Various TA amounts of TA@HAS and TA@HAS/PVA solutions were prepared. HAS, PVA, and TA were crosslinked using glutaraldehyde with no pre-treatment owing to the high reactivity of the hydroxyl groups of HAS, PVA, and the phenolic hydroxyl groups of TA. The unreacted TA was quantified by UV–vis spectroscopy26. The relationship between the TA dosage and crosslinking ratio of TA in TA@HAS and TA@HAS/PVA is plotted in Fig. 2a. The results confirmed the successful crosslinking of TA with HAS and PVA and revealed that the crosslinking ratio of TA in TA@HAS and TA@HAS/PVA decreased with increasing TA dosage. This implied that the expected adsorption capacity of the composite adsorbent increased with increasing TA dosage, whereas the TA utilization rate decreased. A TA dosage of 2.5 g was selected as the optimal amount for preparing TA@HAS/PVA fibers for use in the subsequent adsorption experiments.
The FT-IR spectra of HAS/PVA fibers, TA, and TA@HAS/PVA fibers were presented in Fig. 2b. Compared to the HAS/PVA fibers, the TA@HAS/PVA fibers displayed a characteristic peak indicating hydroxyl substitution of the benzene ring at 765 cm− 1. The characteristic TA peak at 870 cm− 1, which shifted to 860 cm− 1 in the TA@HAS/PVA fibers, was assigned to the out-of-plane bending vibration of aromatic C–H moieties. The TA peaks at 1720 and 1630 cm− 1, which shifted to 1730 and 1644 cm− 1 in the TA@HAS/PVA fibers, were assigned to aromatic ring skeleton vibrations. The peaks at 1000–1200 cm− 1 observed for the TA@HAS/PVA fibers were ascribed to the C–O bonds of the benzene rings and ether bridges, and the broadening of this band was related to the crosslinking of TA with HAS and PVA. Therefore, the FT-IR spectra demonstrated the successful crosslinking of TA in the TA@HAS/PVA fibers.
The surface and cross-sectional morphologies of the HAS/PVA and TA@HAS/PVA fibers were examined by SEM, as shown in Fig. 3. Porous structures with irregular shapes were observed in the cross-section of the HAS/PVA fibers (Fig. 3a and 3c). The diameter of the porous core was approximately 1–5 µm. After crosslinking with TA to produce the TA@HAS/PVA fibers, the cross-sectional structure appeared to become more compact with smaller pores (< 2 µm) (Fig. 3b and 3d). Several previous studies found that the 3D porous structures may be related to the structure of crosslinked HAS33,38. It was because the retrogradation of SS immersed in absolute ethanol endowed the materials with complex 3D porous structures. Furthermore, the observed porous structure was expected to be favorable for adsorption.

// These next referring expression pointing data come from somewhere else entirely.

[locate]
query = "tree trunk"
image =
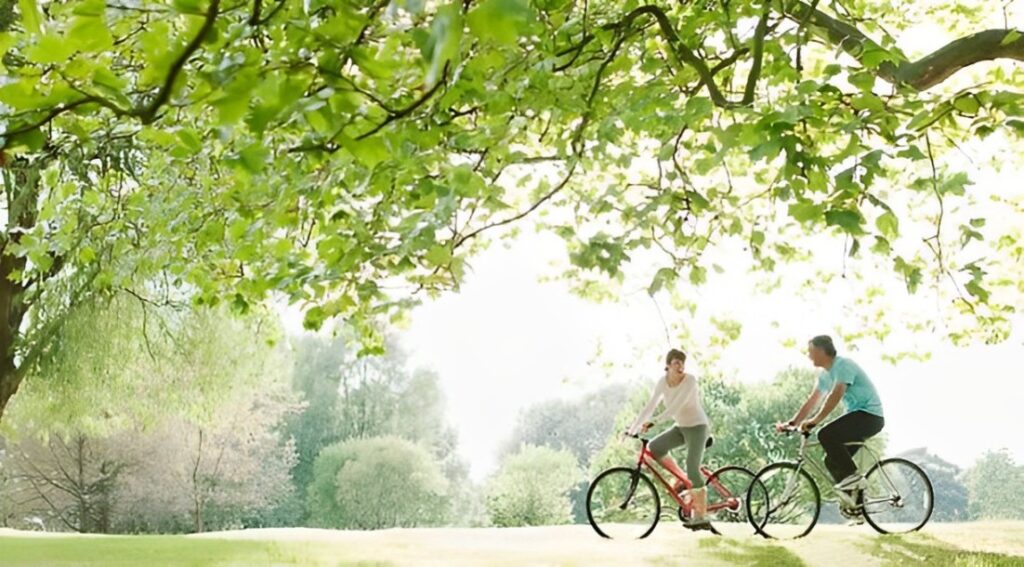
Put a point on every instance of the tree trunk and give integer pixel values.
(22, 188)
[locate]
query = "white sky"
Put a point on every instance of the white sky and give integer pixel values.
(507, 340)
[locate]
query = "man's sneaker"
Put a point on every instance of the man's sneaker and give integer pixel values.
(851, 482)
(855, 518)
(698, 525)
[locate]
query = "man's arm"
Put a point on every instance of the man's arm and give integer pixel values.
(808, 406)
(830, 402)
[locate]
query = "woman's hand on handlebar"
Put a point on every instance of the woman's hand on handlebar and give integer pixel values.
(784, 427)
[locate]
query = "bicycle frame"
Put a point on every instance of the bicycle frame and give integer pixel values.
(731, 502)
(821, 471)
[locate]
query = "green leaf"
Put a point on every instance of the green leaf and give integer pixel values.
(30, 15)
(192, 7)
(806, 211)
(698, 275)
(50, 49)
(370, 151)
(888, 224)
(445, 36)
(868, 101)
(968, 104)
(875, 55)
(438, 255)
(89, 34)
(313, 318)
(503, 20)
(86, 255)
(663, 277)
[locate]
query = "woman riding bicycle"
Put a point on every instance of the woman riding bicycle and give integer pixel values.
(842, 379)
(681, 395)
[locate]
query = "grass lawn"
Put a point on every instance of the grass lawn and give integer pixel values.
(994, 544)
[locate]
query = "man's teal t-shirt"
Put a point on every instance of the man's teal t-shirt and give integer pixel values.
(860, 394)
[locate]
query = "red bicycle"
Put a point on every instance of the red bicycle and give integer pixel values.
(623, 504)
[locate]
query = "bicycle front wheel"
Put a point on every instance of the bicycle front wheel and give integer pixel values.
(623, 504)
(898, 497)
(783, 502)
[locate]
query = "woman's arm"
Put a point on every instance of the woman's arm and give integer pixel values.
(646, 412)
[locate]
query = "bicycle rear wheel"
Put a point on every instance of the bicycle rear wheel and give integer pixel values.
(783, 502)
(622, 504)
(898, 496)
(727, 489)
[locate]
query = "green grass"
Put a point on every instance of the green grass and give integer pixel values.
(160, 551)
(924, 550)
(754, 553)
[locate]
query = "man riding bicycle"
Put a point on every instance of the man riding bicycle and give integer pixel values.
(841, 379)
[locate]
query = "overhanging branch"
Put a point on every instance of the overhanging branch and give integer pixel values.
(924, 73)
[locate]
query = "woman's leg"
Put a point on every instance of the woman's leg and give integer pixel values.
(660, 446)
(695, 437)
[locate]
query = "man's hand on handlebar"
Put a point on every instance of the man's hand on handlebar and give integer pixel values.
(784, 427)
(807, 426)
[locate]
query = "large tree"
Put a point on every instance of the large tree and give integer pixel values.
(350, 154)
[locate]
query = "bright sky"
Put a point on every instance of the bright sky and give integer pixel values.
(507, 341)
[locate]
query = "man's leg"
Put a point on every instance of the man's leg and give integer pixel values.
(854, 427)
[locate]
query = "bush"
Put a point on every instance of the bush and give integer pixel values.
(532, 488)
(377, 483)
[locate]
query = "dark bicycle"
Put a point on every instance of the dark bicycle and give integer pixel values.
(896, 495)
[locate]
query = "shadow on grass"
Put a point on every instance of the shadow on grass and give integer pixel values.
(919, 549)
(161, 551)
(751, 552)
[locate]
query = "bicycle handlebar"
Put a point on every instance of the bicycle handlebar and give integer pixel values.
(794, 429)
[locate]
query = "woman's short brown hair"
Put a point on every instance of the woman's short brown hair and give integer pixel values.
(675, 354)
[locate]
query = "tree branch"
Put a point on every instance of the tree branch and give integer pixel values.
(148, 113)
(925, 73)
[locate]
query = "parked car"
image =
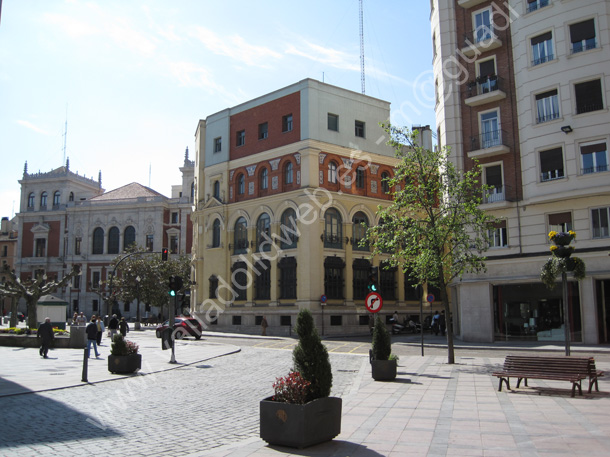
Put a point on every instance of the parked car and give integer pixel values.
(183, 326)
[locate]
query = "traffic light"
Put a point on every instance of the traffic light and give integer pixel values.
(373, 279)
(175, 285)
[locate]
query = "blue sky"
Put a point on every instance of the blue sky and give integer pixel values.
(134, 77)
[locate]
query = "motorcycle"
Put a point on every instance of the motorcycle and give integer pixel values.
(407, 326)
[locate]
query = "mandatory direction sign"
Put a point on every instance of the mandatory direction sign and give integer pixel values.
(373, 302)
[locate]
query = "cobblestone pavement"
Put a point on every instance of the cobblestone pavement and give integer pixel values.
(193, 408)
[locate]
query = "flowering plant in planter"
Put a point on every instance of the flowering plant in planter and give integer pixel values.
(291, 389)
(562, 260)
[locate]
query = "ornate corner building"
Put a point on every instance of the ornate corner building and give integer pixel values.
(285, 187)
(523, 87)
(67, 219)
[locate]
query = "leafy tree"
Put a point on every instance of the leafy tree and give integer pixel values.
(434, 228)
(153, 274)
(31, 290)
(310, 357)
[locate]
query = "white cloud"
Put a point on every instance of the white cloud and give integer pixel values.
(332, 57)
(235, 47)
(31, 126)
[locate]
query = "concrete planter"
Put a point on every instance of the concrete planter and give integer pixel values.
(300, 426)
(383, 370)
(124, 364)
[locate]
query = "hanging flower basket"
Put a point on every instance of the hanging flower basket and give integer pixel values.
(562, 238)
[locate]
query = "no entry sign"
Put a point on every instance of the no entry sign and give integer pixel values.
(373, 302)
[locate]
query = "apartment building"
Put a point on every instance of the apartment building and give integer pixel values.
(523, 87)
(67, 219)
(286, 185)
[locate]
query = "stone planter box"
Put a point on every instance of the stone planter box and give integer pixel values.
(124, 364)
(300, 426)
(383, 370)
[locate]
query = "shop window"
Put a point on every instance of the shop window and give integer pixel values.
(288, 277)
(98, 241)
(333, 229)
(289, 232)
(262, 280)
(551, 164)
(129, 237)
(239, 281)
(497, 236)
(360, 226)
(333, 277)
(216, 233)
(240, 237)
(360, 272)
(113, 240)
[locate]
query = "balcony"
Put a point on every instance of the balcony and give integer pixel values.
(485, 89)
(480, 40)
(488, 144)
(470, 3)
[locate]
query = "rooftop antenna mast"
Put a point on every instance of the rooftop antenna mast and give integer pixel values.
(65, 134)
(361, 48)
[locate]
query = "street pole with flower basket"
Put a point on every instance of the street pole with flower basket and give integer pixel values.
(562, 262)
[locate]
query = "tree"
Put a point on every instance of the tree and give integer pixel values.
(31, 290)
(153, 274)
(434, 228)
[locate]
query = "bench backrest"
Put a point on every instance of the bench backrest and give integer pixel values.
(566, 365)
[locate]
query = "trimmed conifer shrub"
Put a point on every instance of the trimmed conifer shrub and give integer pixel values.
(310, 357)
(382, 344)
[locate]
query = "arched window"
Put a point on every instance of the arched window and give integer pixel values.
(241, 184)
(333, 229)
(216, 233)
(98, 241)
(385, 186)
(129, 237)
(263, 233)
(217, 190)
(361, 223)
(240, 236)
(264, 179)
(289, 232)
(288, 173)
(113, 240)
(332, 172)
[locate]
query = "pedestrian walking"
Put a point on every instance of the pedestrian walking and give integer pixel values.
(113, 326)
(100, 329)
(45, 336)
(81, 320)
(123, 327)
(92, 336)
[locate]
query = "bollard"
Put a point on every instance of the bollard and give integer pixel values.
(85, 363)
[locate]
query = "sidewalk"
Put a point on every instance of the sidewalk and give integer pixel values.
(64, 367)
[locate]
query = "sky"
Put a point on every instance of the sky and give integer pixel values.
(128, 80)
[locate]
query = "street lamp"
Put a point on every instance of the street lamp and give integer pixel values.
(137, 324)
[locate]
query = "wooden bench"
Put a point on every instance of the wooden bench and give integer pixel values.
(572, 369)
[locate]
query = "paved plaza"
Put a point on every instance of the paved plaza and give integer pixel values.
(208, 404)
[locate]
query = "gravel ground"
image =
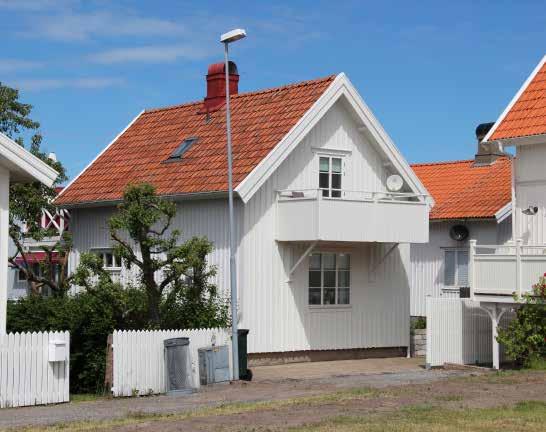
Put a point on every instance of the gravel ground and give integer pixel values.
(261, 390)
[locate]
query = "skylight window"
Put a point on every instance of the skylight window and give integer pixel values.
(182, 148)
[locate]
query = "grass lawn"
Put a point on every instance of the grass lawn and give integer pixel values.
(526, 416)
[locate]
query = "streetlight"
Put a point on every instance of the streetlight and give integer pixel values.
(226, 39)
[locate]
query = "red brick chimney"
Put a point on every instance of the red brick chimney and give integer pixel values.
(216, 85)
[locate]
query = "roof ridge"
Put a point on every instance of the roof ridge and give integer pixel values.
(251, 93)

The mechanical properties of the HAS/PVA and TA@HAS/PVA fibers were measured by tensile testing in the wet state to mimic the behavior of the fibers under actual adsorption conditions in the aqueous solution. The results were presented in Fig. 2c. The tensile strength and tensile strain of the HAS/PVA fibers were 9.83 MPa and 160.10%, respectively. For the crosslinked TA@HAS/PVA fibers, the tensile strength increased to 11.31 MPa, while the tensile strain decreased to 159.56%. These results demonstrated that the TA@HAS/PVA fibers retained excellent mechanical properties after crosslinking. The results indicated that the fibers should maintain their structure under actual adsorption conditions and encouraged us to further explore their adsorption performance.
Adsorbents often suffer from biological fouling under aqueous solution conditions, which can severely affect their adsorption capacity. We thus evaluated the anti-biofouling activity of the TA@HAS/PVA fibers. Samples of 0.01 g TA@HAS/PVA fibers were incubated in 10 mL lysogeny broth containing 0.1 mL microorganisms (Chlorella vulgaris, Nannochloropsisoculata) and cultured at 37°C for 7 days. A control group was established using the same amount of liquid medium and microorganisms without TA@HAS/PVA fibers as used in the experimental group. Photographs showing the growth of the microorganisms were presented in Fig. 4a. The samples were subjected to cell counting to determine the number of microorganisms and evaluated the anti-biofouling activity of the TA@HAS/PVA fibers, as shown in Fig. 4b. The results revealed that the number of microorganisms in the experimental group was greatly reduced compared to the control group, indicating that the TA@HAS/PVA fibers exerted a strong inhibitory effect on all two microorganisms owing to the excellent antimicrobial activity of TA. These observations indicated that the TA@HAS/PVA fibers retained the antimicrobial activity of TA even after crosslinking and provided further supporting evidence of the presence of TA in the composite fibers.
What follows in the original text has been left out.